Ashcroft informed Ben-Veniste that he had never ceased using commercial flights for his personal travel and that he and his family had indeed flown on commercial airliners within a week of the 9/11 atrocities.  He then went on to explain that when he was on government business he traveled, not on "private chartered jets," but on government aircraft, this at the recommendation of the security team regarding the safety of the Attorney General.

 

Commission members are averaging four television appearances per week, with some members making as many as nine appearances weekly.  This is Real-World caliber exposure, as any publicity agent will tell you.  The buzz generated by the politicization of the Commission hearings, and the resultant demand for appearances by Commission members, are the stuff publicists drool over.  If there's a buck to be made — perhaps through a Richard-Clarke-like book deal — somebody will sidle up to one or more of the principals in this sideshow and whisper, "Hey, buddy, wanna earn some easy dough?"

 

Because it is easy dough.  Except for the fact that it's "dough" earned at the expense of the American public.  It's tainted precisely because Commissions such as this one have an obligation to the American people to fulfill the charter of the panel on which they serve, and politicizing and publicizing and allowing conflicts of interest to go undisclosed and exchanging one's duty to gather information dispassionately for the glare of the liberal-media spotlight don't go toward fulfilling that charge.
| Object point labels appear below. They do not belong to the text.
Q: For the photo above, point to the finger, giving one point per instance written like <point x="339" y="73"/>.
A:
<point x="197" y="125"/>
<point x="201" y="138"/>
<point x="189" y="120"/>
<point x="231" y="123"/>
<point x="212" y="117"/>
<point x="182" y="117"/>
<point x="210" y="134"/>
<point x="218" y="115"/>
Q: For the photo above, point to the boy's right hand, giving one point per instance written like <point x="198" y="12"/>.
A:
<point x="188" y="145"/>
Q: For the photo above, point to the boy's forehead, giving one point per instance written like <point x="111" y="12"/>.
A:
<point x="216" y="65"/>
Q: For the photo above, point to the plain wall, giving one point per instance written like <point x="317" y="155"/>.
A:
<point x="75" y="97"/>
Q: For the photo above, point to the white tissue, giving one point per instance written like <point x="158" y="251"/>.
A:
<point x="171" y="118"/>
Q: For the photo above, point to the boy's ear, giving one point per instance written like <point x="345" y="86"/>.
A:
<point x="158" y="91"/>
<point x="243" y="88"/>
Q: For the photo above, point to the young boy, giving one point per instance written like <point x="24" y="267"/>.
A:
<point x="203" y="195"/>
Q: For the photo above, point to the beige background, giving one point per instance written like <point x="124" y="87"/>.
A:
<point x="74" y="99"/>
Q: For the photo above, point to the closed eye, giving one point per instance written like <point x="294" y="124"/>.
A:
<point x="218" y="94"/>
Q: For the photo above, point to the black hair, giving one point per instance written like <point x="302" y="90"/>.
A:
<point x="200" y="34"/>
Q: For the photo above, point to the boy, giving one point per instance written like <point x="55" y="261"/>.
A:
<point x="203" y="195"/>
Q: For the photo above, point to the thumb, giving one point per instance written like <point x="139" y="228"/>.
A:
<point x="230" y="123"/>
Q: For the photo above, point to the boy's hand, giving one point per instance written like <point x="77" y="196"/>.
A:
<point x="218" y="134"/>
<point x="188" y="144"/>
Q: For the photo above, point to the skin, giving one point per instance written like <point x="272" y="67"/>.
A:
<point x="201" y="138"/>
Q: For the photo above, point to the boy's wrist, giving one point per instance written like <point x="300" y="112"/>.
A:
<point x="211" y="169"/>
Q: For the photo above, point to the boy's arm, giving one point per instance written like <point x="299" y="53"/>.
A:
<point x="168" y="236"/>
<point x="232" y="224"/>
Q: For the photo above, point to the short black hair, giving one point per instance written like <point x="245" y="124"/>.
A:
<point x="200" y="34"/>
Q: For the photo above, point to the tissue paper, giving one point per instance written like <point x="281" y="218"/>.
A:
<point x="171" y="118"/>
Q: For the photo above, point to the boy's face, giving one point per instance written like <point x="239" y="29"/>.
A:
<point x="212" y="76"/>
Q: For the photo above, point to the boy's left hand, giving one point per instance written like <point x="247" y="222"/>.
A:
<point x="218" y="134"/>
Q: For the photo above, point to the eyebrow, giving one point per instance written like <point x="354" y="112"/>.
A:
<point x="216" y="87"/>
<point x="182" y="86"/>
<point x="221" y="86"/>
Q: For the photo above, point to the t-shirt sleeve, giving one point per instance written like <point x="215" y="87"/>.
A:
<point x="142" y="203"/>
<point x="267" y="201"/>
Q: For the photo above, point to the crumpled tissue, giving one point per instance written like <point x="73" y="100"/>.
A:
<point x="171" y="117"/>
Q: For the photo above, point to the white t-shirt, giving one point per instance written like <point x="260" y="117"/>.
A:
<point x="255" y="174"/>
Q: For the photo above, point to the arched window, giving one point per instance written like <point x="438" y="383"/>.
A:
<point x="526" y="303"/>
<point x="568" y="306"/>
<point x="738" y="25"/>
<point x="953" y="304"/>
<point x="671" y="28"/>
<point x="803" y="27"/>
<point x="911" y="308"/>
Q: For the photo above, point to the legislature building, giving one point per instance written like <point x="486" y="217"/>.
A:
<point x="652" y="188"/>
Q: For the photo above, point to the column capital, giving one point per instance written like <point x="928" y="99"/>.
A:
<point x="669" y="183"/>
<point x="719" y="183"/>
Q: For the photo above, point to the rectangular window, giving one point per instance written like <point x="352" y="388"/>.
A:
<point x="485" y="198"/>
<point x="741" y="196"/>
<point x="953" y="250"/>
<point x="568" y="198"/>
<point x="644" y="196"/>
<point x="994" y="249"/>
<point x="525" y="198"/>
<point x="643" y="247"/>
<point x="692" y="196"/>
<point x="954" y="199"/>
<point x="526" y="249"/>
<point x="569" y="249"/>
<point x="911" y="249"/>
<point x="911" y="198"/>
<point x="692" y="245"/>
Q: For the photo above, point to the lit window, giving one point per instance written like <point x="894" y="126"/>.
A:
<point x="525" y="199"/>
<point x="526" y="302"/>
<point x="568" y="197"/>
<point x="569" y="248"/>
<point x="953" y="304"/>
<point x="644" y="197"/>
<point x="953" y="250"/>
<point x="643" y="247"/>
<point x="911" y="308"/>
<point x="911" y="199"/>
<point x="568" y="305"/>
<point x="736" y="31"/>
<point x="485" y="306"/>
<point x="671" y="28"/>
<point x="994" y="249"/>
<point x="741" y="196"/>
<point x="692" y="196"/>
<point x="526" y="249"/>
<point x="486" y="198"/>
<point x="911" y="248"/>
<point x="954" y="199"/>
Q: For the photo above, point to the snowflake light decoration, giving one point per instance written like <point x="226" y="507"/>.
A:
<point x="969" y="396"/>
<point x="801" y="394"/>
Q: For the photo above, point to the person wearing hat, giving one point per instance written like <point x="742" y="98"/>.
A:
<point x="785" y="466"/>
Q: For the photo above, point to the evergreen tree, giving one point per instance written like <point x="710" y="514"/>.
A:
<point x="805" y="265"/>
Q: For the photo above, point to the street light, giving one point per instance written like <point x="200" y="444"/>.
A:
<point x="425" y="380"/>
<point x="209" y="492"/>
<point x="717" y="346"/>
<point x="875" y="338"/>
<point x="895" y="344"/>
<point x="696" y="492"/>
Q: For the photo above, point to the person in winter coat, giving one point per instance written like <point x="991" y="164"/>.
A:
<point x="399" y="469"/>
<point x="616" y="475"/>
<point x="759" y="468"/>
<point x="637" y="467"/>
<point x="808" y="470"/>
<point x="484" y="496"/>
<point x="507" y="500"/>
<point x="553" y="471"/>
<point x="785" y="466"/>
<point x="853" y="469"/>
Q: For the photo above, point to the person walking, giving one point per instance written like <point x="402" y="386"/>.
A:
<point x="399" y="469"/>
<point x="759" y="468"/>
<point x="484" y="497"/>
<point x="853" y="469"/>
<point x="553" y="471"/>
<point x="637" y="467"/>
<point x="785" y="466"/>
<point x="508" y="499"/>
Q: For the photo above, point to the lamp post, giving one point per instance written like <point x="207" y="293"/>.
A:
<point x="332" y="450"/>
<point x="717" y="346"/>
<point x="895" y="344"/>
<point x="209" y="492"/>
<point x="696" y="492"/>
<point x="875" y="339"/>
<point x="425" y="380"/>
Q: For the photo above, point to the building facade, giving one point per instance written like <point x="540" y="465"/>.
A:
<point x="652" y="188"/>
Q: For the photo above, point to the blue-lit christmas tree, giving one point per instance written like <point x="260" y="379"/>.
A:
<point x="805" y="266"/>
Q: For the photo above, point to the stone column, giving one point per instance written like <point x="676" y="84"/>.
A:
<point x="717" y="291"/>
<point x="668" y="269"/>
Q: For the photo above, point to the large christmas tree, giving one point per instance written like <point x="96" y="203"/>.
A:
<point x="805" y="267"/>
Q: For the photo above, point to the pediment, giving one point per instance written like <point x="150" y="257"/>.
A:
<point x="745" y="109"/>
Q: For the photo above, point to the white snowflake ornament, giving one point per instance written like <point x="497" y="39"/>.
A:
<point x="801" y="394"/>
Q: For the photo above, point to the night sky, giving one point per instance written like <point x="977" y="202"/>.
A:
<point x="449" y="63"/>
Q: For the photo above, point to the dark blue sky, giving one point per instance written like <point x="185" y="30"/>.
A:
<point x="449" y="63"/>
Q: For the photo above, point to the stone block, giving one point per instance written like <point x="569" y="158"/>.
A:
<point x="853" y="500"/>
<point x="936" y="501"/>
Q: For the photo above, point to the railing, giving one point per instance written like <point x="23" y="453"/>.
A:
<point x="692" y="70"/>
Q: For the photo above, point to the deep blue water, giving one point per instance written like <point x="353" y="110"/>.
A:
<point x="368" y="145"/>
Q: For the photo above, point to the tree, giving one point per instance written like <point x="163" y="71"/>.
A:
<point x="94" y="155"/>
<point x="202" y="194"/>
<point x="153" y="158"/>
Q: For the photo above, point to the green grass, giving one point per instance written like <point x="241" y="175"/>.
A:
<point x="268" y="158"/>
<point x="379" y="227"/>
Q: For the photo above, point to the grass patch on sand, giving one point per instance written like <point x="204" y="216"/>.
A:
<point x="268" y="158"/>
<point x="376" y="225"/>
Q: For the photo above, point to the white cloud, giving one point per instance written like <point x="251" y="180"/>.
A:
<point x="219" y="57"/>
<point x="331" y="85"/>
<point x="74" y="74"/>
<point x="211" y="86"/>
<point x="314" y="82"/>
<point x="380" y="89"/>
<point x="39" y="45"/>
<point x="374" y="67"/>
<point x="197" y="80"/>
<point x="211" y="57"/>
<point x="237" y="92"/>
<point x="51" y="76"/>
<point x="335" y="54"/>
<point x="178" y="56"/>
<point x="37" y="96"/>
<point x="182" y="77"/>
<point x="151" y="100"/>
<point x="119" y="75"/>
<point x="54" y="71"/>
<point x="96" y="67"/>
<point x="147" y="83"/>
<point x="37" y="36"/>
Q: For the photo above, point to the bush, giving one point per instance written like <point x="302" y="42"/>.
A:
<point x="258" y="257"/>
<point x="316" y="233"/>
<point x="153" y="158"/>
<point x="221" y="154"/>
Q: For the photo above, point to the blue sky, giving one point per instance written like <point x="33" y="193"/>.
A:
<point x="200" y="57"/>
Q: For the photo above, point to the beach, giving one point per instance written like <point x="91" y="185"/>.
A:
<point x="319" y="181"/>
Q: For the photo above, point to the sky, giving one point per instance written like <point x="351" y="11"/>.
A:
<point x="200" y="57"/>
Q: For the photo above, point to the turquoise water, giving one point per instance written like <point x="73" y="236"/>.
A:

It's certainly out of fashion to call on public servants to uphold traditional values, but, in fact, that is precisely what must occur in the current context.  The members of the 9/11 Commission must plight their troth to the cause of protecting the American people and defending their interests against the terrorists whose purpose is nothing less than the destruction of the very values and principles on which this country has been built.

 

Writer Greg Lewis is the co-author of the Warner Books hardcover "End Your Addiction Now."